Deep learning-integrated MRI brain tumor analysis: feature extraction, segmentation, and Survival Prediction using Replicator and volumetric networks.

in Scientific reports by Deependra Rastogi, Prashant Johri, Massimo Donelli, Seifedine Kadry, Arfat Ahmad Khan, Giuseppe Espa, Paola Feraco, Jungeun Kim

TLDR

  • A deep learning approach was developed to segment brain tumors and predict survival rates in patients with gliomas, with promising results on the BRATS2020 benchmarks dataset.
  • The model's accuracy and reliability improved significantly through the use of 2D volumetric convolutional neural networks and a majority rule.
  • This study has significant implications for the diagnosis and treatment of gliomas and has the potential to improve patient outcomes.

Abstract

The most prevalent form of malignant tumors that originate in the brain are known as gliomas. In order to diagnose, treat, and identify risk factors, it is crucial to have precise and resilient segmentation of the tumors, along with an estimation of the patients' overall survival rate.

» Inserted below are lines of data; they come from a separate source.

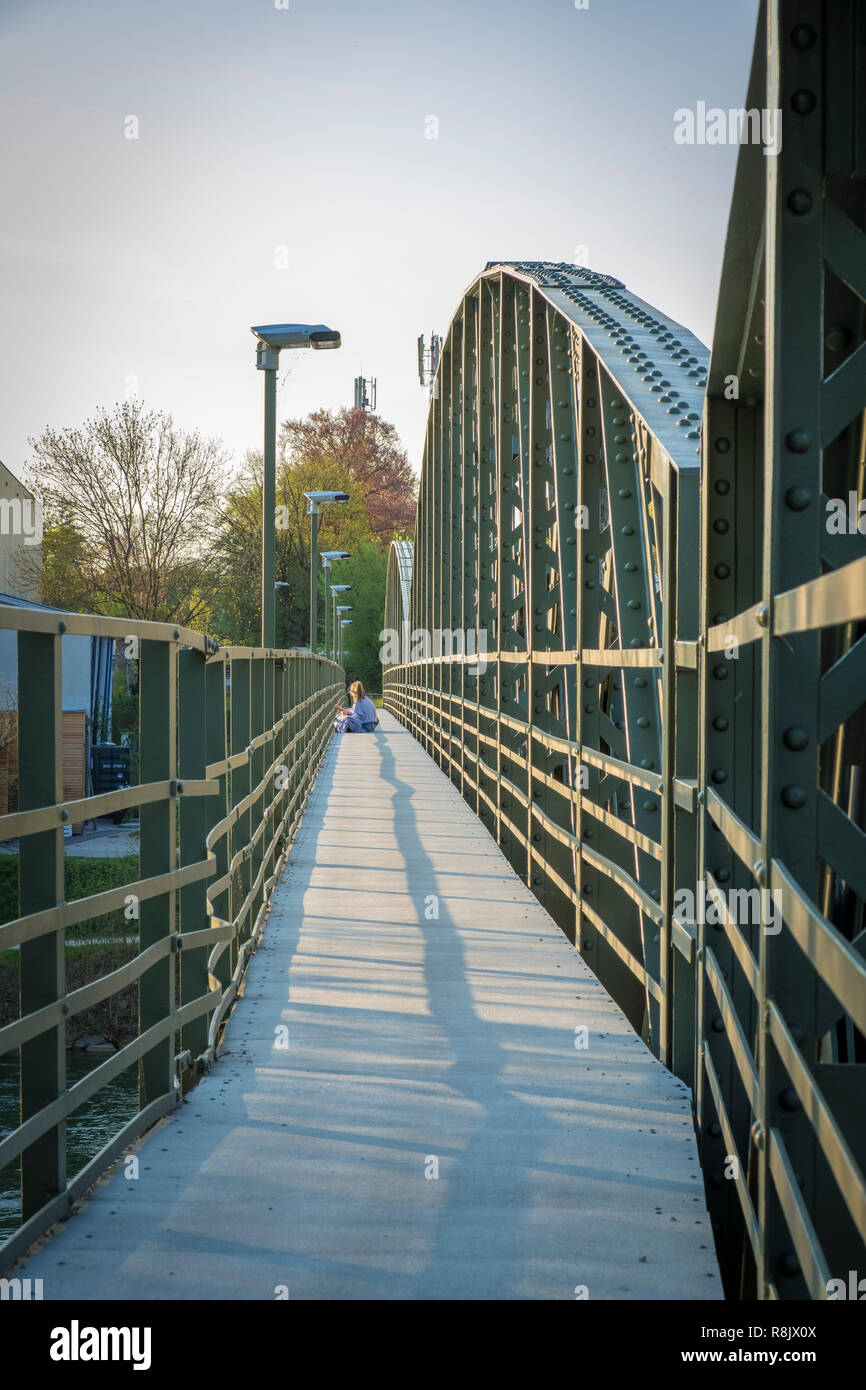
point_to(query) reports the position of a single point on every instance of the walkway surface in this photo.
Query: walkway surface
(431, 1009)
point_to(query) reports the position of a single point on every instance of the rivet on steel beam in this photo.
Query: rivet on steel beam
(794, 797)
(795, 738)
(798, 498)
(798, 441)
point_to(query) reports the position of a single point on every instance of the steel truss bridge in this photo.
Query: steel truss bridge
(673, 697)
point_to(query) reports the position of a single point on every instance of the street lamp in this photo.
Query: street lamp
(273, 338)
(345, 622)
(335, 590)
(325, 563)
(314, 502)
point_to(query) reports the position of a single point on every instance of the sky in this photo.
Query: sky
(178, 170)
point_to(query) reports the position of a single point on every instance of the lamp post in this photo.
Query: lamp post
(345, 622)
(273, 338)
(314, 502)
(335, 590)
(325, 563)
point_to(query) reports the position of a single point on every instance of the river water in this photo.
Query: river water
(92, 1125)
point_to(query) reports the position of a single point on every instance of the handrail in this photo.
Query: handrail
(209, 719)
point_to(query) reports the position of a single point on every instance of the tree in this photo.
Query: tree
(131, 508)
(342, 451)
(367, 453)
(367, 573)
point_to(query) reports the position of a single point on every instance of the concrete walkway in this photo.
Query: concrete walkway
(417, 1044)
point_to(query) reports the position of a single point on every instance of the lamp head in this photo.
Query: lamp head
(296, 335)
(321, 499)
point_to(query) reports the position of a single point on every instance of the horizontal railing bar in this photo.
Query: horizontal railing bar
(749, 1215)
(806, 1244)
(624, 881)
(744, 628)
(32, 1025)
(60, 1205)
(834, 961)
(53, 818)
(741, 840)
(733, 1032)
(70, 913)
(834, 1147)
(67, 1104)
(738, 945)
(92, 624)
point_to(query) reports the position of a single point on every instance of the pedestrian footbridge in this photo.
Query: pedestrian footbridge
(423, 1093)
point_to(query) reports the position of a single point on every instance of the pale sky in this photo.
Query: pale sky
(282, 173)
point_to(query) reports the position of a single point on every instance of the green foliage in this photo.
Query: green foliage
(82, 877)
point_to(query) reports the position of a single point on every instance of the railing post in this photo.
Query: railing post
(192, 758)
(157, 683)
(257, 726)
(241, 786)
(41, 866)
(217, 751)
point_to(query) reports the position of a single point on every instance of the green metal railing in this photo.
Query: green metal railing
(673, 698)
(230, 742)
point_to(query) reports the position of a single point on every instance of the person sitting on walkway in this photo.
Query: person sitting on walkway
(362, 717)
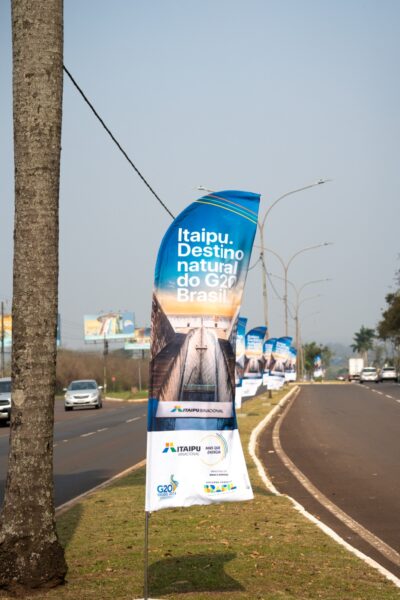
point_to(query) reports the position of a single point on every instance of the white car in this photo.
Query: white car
(369, 374)
(83, 392)
(388, 374)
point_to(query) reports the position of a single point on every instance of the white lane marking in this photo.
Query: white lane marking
(270, 486)
(386, 550)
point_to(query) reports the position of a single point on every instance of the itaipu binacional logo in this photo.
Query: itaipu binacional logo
(219, 488)
(167, 490)
(212, 450)
(169, 447)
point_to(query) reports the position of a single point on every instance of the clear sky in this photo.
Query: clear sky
(265, 96)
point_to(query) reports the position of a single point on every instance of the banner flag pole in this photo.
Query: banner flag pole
(146, 556)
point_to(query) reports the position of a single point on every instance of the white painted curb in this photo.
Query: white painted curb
(270, 486)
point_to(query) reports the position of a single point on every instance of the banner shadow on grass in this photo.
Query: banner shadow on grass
(192, 573)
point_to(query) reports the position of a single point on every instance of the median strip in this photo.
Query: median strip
(239, 551)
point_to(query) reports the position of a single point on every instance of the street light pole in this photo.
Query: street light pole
(286, 269)
(261, 223)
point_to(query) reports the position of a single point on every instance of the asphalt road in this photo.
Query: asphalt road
(90, 446)
(345, 440)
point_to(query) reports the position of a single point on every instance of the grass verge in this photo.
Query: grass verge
(258, 550)
(127, 395)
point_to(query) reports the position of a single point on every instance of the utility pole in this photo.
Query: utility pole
(105, 354)
(2, 338)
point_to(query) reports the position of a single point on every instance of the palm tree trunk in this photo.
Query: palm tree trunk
(30, 553)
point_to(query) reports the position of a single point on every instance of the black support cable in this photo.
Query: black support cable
(116, 141)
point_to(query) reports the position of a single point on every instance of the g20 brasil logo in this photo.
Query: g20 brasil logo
(166, 490)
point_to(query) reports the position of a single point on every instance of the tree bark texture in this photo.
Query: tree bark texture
(30, 553)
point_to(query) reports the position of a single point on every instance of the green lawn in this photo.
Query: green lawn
(263, 549)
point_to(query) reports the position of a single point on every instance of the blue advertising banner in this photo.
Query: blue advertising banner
(291, 365)
(240, 358)
(280, 355)
(318, 372)
(254, 361)
(194, 453)
(254, 364)
(268, 347)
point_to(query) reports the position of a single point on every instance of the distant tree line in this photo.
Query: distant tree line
(122, 372)
(387, 331)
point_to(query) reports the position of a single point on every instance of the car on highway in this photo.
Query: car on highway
(83, 393)
(369, 374)
(5, 400)
(388, 374)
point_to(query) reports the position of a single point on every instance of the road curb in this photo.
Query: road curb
(67, 505)
(271, 488)
(130, 400)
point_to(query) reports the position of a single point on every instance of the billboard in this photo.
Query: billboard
(117, 325)
(140, 339)
(194, 453)
(6, 335)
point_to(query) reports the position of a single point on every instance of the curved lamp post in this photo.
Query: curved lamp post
(261, 223)
(286, 268)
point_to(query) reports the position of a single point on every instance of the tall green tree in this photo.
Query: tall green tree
(389, 326)
(363, 341)
(310, 351)
(30, 553)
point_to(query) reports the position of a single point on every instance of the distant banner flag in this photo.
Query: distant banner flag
(113, 325)
(267, 352)
(240, 348)
(291, 365)
(254, 363)
(194, 453)
(140, 339)
(240, 358)
(318, 367)
(286, 365)
(276, 377)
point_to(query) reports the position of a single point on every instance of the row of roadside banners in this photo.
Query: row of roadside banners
(201, 357)
(262, 362)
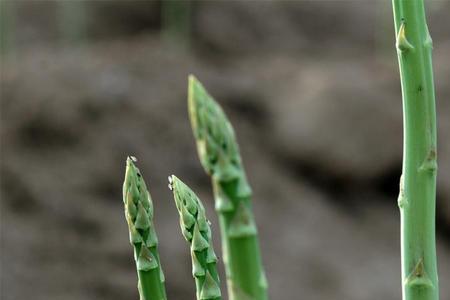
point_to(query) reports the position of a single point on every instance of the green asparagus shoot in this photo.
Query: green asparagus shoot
(219, 154)
(139, 216)
(417, 198)
(196, 230)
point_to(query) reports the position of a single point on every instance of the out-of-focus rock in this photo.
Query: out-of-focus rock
(342, 117)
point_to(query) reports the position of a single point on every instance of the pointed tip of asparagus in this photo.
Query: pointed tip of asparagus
(216, 141)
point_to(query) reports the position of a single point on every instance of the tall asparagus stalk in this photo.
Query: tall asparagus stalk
(139, 216)
(196, 230)
(417, 199)
(220, 157)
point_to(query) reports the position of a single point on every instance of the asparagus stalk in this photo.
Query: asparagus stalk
(196, 230)
(220, 157)
(417, 199)
(139, 216)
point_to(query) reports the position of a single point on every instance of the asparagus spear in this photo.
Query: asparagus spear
(220, 157)
(139, 216)
(417, 199)
(196, 230)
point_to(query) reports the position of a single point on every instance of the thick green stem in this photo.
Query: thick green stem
(219, 155)
(196, 230)
(139, 216)
(417, 199)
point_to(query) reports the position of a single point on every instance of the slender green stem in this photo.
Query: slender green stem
(220, 157)
(417, 199)
(139, 216)
(196, 230)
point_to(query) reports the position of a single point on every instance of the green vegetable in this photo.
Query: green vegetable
(139, 216)
(196, 230)
(220, 157)
(417, 199)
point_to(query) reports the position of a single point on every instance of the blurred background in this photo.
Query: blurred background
(312, 89)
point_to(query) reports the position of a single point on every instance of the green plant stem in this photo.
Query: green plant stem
(139, 216)
(220, 157)
(417, 199)
(196, 230)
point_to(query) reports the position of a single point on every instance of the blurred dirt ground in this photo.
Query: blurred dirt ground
(312, 89)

Therefore, we have introduced a deep learning approach that employs a combination of MRI scans to accurately segment brain tumors and predict survival in patients with gliomas. To ensure strong and reliable tumor segmentation, we employ 2D volumetric convolution neural network architectures that utilize a majority rule. This method helps to significantly decrease model bias and improve performance. Additionally, in order to predict survival rates, we extract radiomic features from the tumor regions that have been segmented, and then use a Deep Learning Inspired 3D replicator neural network to identify the most effective features. The model presented in this study was successful in segmenting brain tumors and predicting the outcome of enhancing tumor and real enhancing tumor. The model was evaluated using the BRATS2020 benchmarks dataset, and the obtained results are quite satisfactory and promising.

Overview

  • The study aims to develop a deep learning approach for accurate segmentation of brain tumors and predicting survival rates in patients with gliomas.
  • The methodology employs 2D volumetric convolutional neural networks and a majority rule to ensure strong and reliable tumor segmentation.
  • To predict survival rates, the study extracts radiomic features from the tumor regions and uses a Deep Learning Inspired 3D replicator neural network to identify the most effective features.

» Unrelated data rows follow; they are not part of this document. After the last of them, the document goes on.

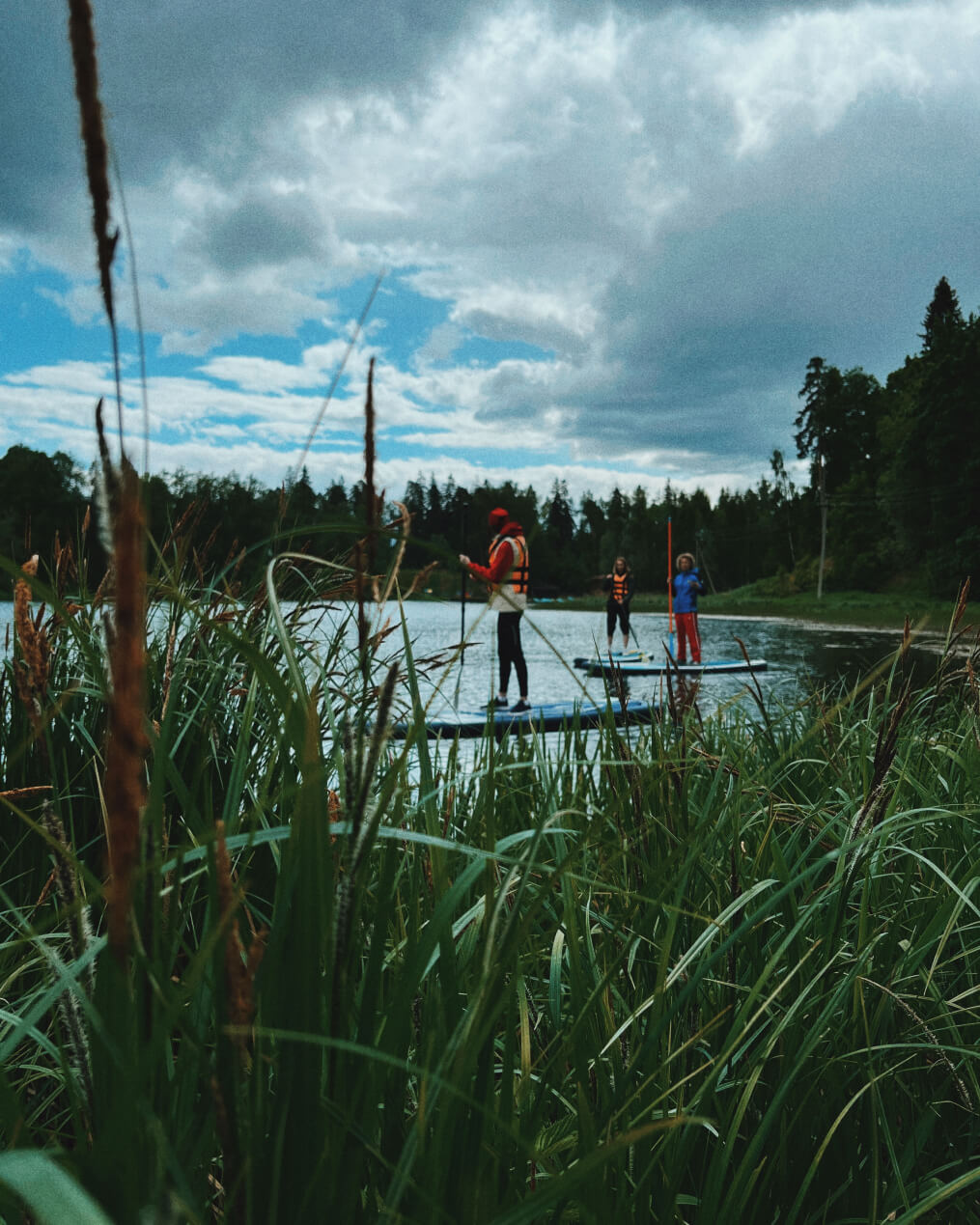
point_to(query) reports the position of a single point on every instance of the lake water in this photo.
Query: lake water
(798, 654)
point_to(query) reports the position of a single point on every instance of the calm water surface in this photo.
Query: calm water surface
(798, 654)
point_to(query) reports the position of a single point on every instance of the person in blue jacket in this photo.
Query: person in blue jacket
(687, 587)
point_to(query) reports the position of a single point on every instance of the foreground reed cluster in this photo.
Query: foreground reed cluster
(715, 969)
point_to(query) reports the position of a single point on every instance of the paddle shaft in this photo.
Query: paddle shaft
(669, 583)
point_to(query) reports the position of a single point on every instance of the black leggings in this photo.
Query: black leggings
(614, 610)
(509, 651)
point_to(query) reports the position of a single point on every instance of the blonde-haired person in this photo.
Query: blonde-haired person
(687, 587)
(619, 582)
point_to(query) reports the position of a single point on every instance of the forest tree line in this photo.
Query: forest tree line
(893, 496)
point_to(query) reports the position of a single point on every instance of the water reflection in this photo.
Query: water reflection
(798, 654)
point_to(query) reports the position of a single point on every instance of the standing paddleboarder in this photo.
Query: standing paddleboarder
(687, 587)
(620, 586)
(507, 576)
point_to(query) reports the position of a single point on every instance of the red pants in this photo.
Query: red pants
(687, 632)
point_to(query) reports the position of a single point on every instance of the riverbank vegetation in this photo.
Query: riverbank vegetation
(258, 960)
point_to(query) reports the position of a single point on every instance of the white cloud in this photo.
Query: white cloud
(682, 210)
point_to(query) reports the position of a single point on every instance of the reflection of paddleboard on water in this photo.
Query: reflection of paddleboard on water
(546, 716)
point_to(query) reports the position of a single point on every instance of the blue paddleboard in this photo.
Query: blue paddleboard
(641, 665)
(546, 716)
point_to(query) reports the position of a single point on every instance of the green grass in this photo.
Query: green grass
(718, 970)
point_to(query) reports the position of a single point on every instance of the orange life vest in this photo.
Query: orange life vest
(518, 583)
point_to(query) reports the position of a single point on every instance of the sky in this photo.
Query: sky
(610, 237)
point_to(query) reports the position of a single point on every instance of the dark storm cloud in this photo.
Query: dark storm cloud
(186, 80)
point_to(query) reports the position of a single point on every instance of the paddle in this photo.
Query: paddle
(670, 587)
(463, 596)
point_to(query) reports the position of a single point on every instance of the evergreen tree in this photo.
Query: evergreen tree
(943, 318)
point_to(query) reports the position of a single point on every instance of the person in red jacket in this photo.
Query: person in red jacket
(507, 576)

Comparative Analysis & Findings

  • The model was successful in segmenting brain tumors, especially enhancing tumors.
  • The study used the BRATS2020 benchmarks dataset to evaluate the model, and the obtained results were satisfactory and promising.
  • The model's performance improved significantly due to the use of 2D volumetric convolutional neural networks and the majority rule, which reduced model bias and improved performance.

Implications and Future Directions

  • The study's findings have significant implications for the diagnosis, treatment, and identification of risk factors for gliomas.
  • Future research can focus on combining this approach with other modalities, such as PET scans, to improve the accuracy of tumor segmentation and survival rate prediction.
  • The study's results also highlight the potential benefits of using radiomic features and 3D replicator neural networks for predicting survival rates in cancer patients.